Remedial prerequisites, such as intermediate algebra, often discourage students from pursuing postsecondary degrees and credentials because these courses pose barriers to access. The report suggests replacing prerequisite remedial courses with corequisite courses and other types of embedded support.

“We have conceived of mathematics to be this very objective, neutral domain, and so we rely on those values of objectivity and neutrality to shape ideas around student ability,” said Dr. Luis Leyva, an assistant professor of mathematics education in the Peabody College of Education & Human Development at Vanderbilt University, who was one of the experts interviewed for the report.

What isn’t being considered, said Leyva, is how broader, sociopolitical structures disenfranchise students from racially minoritized backgrounds and other minoritized forms of social difference.

Dr. Luis LeyvaDr. Luis Leyva

“Given relevant, engaging material, we see that students can, in fact, succeed in college,” Dadgar said.

The key point is designing pathways and courses based on inclusive notions of rigor and relevance. Dadgar said redefining rigor and relevance requires looking at what students need to know to succeed in various majors and careers.

The report noted that rigor should include problem-solving and reasoning skills that will be needed in future courses and in careers and that critical thinking, conceptual understanding and communication should be emphasized instead of procedural mastery.
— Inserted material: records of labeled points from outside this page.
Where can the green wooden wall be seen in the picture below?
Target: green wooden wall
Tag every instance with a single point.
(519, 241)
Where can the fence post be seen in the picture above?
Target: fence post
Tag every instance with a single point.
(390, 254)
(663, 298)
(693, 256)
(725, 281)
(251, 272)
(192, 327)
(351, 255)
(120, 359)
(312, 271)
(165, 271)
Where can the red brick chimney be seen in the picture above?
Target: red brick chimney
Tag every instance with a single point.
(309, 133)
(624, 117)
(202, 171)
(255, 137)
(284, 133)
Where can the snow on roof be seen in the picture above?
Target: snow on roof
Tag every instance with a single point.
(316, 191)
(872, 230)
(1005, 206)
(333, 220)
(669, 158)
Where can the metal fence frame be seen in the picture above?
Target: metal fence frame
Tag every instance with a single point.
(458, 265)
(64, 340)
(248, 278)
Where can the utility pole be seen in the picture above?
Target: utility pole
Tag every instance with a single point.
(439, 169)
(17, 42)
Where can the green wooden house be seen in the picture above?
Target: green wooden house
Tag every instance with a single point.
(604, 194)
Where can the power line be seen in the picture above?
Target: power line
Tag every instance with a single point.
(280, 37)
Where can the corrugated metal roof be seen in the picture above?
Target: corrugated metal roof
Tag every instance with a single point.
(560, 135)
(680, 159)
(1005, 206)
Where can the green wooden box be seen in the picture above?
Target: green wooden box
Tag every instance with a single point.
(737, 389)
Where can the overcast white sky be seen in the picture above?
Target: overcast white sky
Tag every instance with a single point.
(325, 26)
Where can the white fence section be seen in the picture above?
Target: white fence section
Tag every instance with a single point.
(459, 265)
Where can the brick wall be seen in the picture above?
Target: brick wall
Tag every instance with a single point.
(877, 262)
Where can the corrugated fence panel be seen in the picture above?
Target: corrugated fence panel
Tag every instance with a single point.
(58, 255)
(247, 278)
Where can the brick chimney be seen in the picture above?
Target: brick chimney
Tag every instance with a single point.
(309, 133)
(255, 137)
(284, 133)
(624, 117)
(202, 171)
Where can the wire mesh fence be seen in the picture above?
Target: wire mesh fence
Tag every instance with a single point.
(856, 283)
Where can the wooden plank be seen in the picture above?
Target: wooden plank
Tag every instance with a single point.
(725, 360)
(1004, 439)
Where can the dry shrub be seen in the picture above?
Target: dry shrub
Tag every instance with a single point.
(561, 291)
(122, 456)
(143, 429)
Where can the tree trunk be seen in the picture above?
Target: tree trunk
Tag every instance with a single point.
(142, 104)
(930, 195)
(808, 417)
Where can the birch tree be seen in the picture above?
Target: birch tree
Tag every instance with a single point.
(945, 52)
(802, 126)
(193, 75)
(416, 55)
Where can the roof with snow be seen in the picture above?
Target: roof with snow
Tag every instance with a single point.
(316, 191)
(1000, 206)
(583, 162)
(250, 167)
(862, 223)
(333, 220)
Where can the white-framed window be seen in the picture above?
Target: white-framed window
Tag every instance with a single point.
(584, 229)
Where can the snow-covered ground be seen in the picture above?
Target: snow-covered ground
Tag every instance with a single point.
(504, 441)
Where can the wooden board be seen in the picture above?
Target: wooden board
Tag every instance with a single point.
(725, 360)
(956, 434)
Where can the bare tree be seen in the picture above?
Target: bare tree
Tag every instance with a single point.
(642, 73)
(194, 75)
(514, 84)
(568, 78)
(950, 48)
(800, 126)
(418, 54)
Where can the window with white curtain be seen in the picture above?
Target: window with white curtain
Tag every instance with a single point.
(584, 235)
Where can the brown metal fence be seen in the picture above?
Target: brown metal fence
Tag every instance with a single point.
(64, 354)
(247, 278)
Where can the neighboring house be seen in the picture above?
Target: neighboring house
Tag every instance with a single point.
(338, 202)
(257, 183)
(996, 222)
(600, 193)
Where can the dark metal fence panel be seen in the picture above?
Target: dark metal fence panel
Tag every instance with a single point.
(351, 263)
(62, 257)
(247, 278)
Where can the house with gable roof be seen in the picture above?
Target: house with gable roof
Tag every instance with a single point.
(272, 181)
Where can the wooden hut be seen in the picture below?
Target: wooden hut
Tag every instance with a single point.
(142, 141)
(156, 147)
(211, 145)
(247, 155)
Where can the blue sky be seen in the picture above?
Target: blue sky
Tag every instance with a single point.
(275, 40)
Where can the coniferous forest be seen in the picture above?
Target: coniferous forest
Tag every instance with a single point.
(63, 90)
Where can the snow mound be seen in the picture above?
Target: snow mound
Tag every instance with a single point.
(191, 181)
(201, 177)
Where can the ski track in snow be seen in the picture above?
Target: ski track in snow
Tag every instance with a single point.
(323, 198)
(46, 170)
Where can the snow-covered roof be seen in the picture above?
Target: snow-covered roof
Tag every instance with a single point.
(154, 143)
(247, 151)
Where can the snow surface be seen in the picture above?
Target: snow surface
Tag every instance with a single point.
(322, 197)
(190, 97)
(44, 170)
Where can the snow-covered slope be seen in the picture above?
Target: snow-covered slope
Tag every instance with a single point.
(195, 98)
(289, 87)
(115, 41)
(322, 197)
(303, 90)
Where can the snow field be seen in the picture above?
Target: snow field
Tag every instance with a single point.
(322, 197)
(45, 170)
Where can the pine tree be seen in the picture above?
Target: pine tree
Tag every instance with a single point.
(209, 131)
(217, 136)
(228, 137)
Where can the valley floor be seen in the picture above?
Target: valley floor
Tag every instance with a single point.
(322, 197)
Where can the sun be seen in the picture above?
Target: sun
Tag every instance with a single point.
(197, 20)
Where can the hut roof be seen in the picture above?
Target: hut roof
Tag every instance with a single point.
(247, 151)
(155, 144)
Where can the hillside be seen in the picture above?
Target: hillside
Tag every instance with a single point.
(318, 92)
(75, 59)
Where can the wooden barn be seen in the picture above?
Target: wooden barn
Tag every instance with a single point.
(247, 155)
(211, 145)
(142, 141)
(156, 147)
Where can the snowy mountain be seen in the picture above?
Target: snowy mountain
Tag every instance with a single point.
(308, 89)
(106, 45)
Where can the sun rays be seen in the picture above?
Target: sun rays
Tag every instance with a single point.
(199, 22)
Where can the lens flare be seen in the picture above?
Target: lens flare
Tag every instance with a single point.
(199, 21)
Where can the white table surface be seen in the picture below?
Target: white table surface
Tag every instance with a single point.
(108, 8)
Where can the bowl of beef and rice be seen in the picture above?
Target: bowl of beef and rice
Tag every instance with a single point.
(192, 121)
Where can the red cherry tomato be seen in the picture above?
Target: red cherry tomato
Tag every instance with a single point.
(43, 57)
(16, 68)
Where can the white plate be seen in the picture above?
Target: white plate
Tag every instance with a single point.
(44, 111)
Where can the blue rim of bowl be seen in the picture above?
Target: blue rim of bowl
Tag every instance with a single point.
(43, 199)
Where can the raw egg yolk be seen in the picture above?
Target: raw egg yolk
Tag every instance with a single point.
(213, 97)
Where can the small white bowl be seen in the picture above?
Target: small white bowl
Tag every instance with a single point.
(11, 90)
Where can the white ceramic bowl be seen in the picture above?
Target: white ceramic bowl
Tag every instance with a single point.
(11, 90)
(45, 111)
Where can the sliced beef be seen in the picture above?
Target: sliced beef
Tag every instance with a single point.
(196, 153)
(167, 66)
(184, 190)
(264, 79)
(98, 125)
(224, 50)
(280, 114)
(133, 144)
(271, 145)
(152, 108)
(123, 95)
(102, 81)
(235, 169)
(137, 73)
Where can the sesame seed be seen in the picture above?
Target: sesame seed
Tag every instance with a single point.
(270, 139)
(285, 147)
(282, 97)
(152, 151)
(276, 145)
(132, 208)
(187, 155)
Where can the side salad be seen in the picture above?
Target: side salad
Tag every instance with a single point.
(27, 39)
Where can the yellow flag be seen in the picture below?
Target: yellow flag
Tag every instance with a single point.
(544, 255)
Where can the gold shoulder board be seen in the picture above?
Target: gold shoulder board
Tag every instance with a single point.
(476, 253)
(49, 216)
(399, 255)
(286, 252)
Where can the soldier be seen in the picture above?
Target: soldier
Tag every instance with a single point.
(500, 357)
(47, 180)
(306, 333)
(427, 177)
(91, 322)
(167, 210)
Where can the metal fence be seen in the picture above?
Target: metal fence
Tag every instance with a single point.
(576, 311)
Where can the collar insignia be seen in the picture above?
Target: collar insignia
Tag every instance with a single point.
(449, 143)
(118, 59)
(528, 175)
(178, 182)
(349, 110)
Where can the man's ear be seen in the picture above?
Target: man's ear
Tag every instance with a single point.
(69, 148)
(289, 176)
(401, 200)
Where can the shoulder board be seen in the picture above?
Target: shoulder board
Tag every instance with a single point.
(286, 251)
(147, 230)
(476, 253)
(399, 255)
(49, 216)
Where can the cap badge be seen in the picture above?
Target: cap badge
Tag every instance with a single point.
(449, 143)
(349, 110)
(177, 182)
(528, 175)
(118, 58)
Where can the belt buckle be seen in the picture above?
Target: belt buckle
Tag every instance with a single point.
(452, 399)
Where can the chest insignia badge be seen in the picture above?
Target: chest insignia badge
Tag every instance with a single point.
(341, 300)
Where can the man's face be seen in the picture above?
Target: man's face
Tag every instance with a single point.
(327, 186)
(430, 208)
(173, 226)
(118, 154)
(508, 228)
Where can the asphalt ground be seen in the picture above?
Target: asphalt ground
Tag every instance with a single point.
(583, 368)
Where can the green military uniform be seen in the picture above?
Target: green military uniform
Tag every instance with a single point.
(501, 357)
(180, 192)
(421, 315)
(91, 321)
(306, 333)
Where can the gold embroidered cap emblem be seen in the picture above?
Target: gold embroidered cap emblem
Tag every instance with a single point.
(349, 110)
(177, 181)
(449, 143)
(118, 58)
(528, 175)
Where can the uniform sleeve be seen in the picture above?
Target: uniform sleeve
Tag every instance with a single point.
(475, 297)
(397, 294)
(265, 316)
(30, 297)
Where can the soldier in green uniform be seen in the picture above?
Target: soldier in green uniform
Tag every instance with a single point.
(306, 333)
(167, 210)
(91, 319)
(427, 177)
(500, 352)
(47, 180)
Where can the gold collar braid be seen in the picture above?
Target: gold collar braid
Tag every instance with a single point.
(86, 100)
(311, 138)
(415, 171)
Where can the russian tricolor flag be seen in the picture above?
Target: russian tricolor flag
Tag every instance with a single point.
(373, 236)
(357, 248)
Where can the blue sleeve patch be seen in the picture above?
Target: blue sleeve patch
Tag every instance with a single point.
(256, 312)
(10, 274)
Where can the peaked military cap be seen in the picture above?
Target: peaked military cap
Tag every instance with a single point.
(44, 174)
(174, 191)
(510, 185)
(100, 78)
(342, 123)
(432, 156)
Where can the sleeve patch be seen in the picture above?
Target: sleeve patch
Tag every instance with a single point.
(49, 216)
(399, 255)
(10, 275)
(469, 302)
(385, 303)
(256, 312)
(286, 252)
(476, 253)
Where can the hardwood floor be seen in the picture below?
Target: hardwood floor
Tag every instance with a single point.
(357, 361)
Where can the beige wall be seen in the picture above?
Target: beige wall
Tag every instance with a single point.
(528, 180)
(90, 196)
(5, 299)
“Coming up with the right curriculum requires that departments collaborate,” said Dadgar. “It requires math departments to actually go and have conversations with their colleagues in different departments to learn what competencies are needed.”

Dadgar said solving these issues are a lot for a single institution. States, she said, should take an active role in facilitating conversations across institutions and with the entities in the work world to provide information about the evolving needs of careers. Report recommendations include states providing funding for professional development and supporting research about equitable math instruction practices.

“We are hoping states see a role for themselves in facilitating conversations that lead to coherence across institutions and across departments and help bring in the needs of different careers into that conversation,” said Dadgar.

Also, noted in the report is institutional practices that foster students’ math identity and a sense of belonging. This involves promoting positive math classroom experiences with content relevance as well as addressing faculty and staff bias, said Dadgar.

Leyva said that practice requires faculty and staff to know what students want to do in their post-secondary pursuits and understanding the students’ experiences with math.

“Oftentimes, we think about teaching calculus and mathematics as teaching the content and it’s often disconnected from students’ lived experiences and students’ stories about their relationships with math, which are highly varied,” said Leyva. “If faculty members are able to rethink and reimagine their instructional practices to thinking about building relationships within the classroom or within office hours, you could have opportunities to ask students to share things about themselves in relation to mathematics.

“Those things kind of humanize the teaching and learning experience of mathematics and it recenters the students a bit,” he added. “In terms of pathways, we can think about approaching advising and sequencing of courses in ways where we’re learning from what students really aspire to do.”